Management of a plethora of other clinical situations in outpatients with COVID also remain uncertain. Here are a few examples:
- Should patients with confirmed COVID and infiltrates on chest X-ray (i.e., pneumonia) be prescribed antibiotics for a possible secondary bacterial infection? If so, what antibiotics and for how long?
- Should patients with COVID who also have asthma be prescribed oral steroids, or should these be avoided when possible given potential harm of dexamethasone in mild-moderate COVID?
- How should chest pain be evaluated in a patient with COVID and low/moderate cardiovascular risk factors?
- How should longer term effects of COVID be managed? What is appropriate counseling regarding these longer-term effects?
These questions come up nearly every day I am in clinic, yet there are no clear guidelines for handling any of these situations. There is an enormous amount about this disease that we still don’t know.

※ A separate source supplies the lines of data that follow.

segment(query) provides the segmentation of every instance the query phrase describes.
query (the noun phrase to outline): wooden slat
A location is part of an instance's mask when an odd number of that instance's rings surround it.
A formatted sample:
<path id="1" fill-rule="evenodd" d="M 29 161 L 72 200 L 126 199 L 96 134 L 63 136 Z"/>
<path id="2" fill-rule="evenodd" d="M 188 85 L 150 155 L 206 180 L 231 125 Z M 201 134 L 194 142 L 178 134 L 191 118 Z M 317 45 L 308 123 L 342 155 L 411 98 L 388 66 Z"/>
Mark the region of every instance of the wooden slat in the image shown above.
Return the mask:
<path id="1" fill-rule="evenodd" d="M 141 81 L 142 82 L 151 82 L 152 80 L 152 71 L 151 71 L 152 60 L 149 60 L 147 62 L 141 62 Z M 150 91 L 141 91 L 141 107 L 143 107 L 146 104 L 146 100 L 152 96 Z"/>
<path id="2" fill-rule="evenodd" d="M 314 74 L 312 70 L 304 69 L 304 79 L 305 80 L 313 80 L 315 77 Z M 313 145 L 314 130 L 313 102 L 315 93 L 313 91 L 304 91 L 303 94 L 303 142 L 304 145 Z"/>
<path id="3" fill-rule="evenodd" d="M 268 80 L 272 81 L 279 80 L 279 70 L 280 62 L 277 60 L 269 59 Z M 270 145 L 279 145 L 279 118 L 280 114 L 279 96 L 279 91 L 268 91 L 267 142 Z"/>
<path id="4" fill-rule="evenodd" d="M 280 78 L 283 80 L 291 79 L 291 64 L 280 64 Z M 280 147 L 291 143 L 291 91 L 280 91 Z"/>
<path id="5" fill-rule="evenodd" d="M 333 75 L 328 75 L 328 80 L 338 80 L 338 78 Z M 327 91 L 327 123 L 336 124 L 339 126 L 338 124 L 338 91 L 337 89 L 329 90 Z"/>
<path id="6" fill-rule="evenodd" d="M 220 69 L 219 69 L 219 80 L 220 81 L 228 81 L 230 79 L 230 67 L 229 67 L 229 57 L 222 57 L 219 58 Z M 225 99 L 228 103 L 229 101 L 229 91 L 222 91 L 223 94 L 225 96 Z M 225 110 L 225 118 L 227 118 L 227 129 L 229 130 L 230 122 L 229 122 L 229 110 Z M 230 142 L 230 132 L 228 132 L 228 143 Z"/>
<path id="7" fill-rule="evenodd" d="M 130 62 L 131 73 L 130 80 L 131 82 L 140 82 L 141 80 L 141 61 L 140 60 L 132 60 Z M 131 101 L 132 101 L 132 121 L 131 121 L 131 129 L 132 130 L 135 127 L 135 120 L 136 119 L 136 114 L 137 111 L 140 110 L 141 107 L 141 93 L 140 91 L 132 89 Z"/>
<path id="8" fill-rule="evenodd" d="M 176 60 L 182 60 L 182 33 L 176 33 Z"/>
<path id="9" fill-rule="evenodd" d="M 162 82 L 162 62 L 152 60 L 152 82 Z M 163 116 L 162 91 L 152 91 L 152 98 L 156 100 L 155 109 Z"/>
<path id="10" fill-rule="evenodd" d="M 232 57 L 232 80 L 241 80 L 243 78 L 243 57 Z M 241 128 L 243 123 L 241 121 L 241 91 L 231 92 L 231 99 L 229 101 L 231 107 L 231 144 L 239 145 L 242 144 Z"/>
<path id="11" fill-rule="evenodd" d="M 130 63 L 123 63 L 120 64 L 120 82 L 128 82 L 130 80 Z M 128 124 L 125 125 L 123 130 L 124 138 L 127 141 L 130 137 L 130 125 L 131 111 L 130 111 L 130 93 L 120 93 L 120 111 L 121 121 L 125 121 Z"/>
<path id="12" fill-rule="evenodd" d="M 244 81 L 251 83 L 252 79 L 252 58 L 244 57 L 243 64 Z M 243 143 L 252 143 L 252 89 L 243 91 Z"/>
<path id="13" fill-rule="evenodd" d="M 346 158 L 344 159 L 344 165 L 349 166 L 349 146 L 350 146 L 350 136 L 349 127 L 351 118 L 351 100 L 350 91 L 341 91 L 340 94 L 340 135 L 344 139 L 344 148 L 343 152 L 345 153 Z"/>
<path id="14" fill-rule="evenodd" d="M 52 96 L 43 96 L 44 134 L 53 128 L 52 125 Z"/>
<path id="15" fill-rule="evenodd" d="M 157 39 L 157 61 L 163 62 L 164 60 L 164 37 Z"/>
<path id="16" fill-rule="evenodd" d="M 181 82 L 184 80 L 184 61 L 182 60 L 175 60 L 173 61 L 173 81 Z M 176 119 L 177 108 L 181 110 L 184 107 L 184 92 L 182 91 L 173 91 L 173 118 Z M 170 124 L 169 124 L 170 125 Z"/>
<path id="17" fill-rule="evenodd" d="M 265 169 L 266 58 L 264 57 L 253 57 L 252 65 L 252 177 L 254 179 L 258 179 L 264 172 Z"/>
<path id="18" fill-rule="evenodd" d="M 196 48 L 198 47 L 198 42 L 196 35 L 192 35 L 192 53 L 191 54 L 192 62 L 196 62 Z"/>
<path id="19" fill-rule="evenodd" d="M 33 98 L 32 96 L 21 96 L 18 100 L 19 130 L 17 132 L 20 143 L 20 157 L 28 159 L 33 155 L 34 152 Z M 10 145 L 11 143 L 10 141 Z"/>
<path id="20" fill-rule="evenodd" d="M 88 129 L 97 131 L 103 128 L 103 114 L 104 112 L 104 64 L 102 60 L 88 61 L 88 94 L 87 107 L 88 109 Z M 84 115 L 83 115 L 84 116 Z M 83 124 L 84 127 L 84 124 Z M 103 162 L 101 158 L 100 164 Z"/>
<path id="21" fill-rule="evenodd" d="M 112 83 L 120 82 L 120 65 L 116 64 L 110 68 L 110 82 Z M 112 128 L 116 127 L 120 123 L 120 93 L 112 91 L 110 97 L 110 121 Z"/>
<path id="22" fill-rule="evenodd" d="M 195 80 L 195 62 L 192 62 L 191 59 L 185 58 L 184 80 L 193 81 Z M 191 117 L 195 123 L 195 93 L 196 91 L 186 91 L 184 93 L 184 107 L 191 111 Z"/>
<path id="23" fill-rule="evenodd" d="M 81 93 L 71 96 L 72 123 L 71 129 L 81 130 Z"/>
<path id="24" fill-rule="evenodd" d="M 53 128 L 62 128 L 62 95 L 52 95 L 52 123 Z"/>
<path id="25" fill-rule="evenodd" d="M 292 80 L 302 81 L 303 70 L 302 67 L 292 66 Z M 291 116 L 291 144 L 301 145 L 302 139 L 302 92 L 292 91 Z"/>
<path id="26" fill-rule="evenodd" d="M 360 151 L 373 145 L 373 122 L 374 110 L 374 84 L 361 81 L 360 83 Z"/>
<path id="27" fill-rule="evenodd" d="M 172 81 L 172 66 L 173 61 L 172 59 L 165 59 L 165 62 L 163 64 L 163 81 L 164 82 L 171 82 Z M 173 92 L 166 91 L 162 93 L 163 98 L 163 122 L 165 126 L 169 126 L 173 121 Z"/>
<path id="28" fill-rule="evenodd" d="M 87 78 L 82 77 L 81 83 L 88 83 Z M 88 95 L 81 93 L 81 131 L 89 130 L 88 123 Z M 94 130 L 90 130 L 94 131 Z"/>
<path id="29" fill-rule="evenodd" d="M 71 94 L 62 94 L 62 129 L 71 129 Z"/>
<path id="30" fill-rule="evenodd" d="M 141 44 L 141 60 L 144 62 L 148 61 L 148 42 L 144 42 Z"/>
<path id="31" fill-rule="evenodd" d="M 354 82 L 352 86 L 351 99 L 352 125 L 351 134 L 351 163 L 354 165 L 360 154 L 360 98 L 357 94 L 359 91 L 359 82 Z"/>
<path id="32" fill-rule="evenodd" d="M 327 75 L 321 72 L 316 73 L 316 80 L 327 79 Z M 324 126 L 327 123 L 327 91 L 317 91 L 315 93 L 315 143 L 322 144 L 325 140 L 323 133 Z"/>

On top of better guidance on those clinical questions, we are in dire need of better therapies for outpatients. I am grateful for the antibody therapies that are being developed, but what we really need are potent, oral antiviral therapies. These drugs are probably a year or more away, because medicinal chemistry efforts to discover novel compounds with desirable pharmaceutical properties are necessarily slow. Repurposing existing compounds, as was done with remdesivir, is unlikely to be the solution because these compounds rarely have the potency and desired properties to make for a truly transformative therapy.
Let’s return to my phone conversation with my patient with worsening COVID.
“What can I do to get better?”
What could I say? I seriously considered telling her to go to the emergency department right then, but because she was young and in satisfactory health at baseline, I decided against it. I encouraged her to sign up for the clinical trial of bamlanivimab—that way, she would at least have a chance of getting the dose that reduces viral load. And I told her that if she started to feel any worse at all, she should call an ambulance.
I kept a close eye on her chart over the next week. She did enroll in the bamlanivimab trial, although I’ll never know which dose she received, or if she got placebo. In any case, she did not need to be admitted to the hospital and has since recovered from her illness. Her case was a small victory in a season full of losses. While I take pleasure in her recovery, I probably can’t take credit for it.
Not without better tools at my disposal to manage patients like her.